Meerwasserentsalzung: Trinkwasser mit schmutzigem Geheimnis
Fast 30 Prozent der Menschheit haben laut Weltgesundheitsorganisation keinen ausreichenden Zugang zu sauberem Trinkwasser. Mit der Weltbevölkerung wächst jedoch auch der Bedarf des lebenswichtigen Elixiers weiter an. Gleichzeitig nehmen die globalen Süßwasservorräte ab, zum einen auf Grund des Klimawandels, zum anderen durch Verschmutzung, Versalzung oder andere Belastungen des Grundwassers, etwa durch die Landwirtschaft.
Meerwasser und Brackwasser hingegen sind im Übermaß vorhanden. Deshalb gilt die Technologie der Entsalzung bis heute als Mittel der Wahl, um trinkbares Wasser in Mangelgebieten herzustellen. Das betrifft nicht nur die klassischen Wüstenstaaten des Mittleren Ostens, sondern auch Länder in Asien und Afrika, Europa und auf dem amerikanischen Kontinent, allen voran die USA.

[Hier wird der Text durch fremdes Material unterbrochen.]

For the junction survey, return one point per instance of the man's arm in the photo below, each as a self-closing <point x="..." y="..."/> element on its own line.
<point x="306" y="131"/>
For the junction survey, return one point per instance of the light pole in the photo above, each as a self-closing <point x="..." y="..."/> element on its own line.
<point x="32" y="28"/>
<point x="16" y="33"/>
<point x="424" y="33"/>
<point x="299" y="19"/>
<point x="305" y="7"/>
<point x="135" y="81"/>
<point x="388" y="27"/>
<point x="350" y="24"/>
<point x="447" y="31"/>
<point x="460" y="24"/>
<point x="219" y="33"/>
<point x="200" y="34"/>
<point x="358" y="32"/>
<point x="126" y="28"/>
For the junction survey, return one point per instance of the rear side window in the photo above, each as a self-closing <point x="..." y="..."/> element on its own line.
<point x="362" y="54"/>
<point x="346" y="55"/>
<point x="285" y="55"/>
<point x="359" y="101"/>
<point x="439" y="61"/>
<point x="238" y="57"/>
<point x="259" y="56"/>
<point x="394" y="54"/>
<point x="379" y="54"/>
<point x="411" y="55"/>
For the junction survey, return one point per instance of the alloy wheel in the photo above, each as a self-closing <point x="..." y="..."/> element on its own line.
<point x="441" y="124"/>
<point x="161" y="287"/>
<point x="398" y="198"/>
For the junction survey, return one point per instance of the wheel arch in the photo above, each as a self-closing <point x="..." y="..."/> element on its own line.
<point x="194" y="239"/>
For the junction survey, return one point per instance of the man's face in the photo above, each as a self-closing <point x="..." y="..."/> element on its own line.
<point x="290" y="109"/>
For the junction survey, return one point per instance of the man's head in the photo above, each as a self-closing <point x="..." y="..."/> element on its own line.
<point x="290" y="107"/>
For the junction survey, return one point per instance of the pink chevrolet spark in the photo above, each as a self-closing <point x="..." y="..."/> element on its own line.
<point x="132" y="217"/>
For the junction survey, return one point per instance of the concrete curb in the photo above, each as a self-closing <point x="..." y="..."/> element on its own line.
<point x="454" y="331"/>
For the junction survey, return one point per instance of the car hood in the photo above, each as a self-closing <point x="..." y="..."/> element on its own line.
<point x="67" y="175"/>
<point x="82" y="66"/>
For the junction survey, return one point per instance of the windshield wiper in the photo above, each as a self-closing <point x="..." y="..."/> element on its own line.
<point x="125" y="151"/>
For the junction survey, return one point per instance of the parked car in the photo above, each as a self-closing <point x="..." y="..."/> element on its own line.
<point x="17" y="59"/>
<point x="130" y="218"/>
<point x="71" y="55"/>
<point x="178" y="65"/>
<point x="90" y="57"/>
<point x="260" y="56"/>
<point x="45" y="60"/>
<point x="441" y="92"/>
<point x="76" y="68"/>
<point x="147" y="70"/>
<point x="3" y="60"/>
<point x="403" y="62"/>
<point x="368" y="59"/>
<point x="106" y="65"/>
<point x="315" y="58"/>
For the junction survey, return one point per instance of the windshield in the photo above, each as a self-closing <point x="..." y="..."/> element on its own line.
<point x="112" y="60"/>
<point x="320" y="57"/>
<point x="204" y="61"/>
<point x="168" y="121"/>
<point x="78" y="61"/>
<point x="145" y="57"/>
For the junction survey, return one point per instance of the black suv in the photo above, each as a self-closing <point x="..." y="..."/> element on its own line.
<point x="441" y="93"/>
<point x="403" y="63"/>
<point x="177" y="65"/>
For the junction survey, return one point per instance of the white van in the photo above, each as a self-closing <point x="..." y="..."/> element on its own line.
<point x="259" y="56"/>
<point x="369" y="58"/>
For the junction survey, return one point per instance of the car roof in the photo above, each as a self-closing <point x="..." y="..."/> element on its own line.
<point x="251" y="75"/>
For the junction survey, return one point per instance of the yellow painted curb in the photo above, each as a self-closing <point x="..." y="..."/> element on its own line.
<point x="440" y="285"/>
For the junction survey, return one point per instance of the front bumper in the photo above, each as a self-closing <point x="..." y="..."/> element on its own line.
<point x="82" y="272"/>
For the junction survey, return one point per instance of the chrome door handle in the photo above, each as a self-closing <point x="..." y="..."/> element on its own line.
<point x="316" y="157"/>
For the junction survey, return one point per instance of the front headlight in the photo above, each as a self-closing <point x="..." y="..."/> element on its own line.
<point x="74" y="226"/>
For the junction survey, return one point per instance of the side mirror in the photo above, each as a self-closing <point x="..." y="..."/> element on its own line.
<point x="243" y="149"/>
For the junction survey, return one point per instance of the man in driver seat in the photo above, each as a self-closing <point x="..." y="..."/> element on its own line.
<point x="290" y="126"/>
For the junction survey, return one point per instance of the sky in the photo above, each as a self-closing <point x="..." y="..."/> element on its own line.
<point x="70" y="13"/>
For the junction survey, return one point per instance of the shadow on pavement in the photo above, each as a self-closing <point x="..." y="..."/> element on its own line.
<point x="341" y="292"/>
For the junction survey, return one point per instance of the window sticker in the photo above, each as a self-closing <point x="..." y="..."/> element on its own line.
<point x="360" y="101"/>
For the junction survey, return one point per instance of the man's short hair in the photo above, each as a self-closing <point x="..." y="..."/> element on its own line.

Doch die Rückstände, die bei der Entsalzung anfallen, sind ein ökologisches Problem. Das jedenfalls sagen Umweltwissenschaftler am Institut für Wasser, Umwelt und Gesundheit der Universität der Vereinten Nationen (UNU-INWEH) im kanadischen Ontario in einer im Januar 2019 in »Science of the Total Environment« veröffentlichten Studie. Weltweit seien 15 906 Entsalzungsanlagen im Betrieb, die pro Tag 95 Millionen Kubikmeter Trinkwasser produzieren – und enorme Mengen Salzlauge. Diese übrig bleibenden Lösungen enthalten nicht nur hochkonzentrierte Salze des Meerwassers, sondern auch Chemikalien und Metalle, die dem zu entsalzenden Wasser zugesetzt werden oder aus den Anlagen erodieren. Wie aus der Studie zu entnehmen ist, summieren sie sich weltweit auf beinahe 52 Milliarden Kubikmeter pro Jahr.
Was von der Entsalzung bleibt
Je nach Verfahren handelt es sich um unterschiedliche Gruppen von Chemikalien – zum Beispiel Antifoulingmittel (Biozide), Antikalkbildner und Antischaumbildner – sowie deren und andere Abbauprodukte. In der Regel werden sie zusammen mit den Salzen ins Meer geleitet. Überall auf der Erde stehen die Entsalzungsanlagen deswegen entweder direkt an der Küste oder in Küstennähe, meist nicht weiter als einen bis zehn Kilometer vom Ozean entfernt. An Standorten im Inland werden die Rückstände auch in Oberflächengewässer wie Flüsse, Seen, Kanäle und Verdunstungsteiche gespült oder in Tiefbrunnen verpresst.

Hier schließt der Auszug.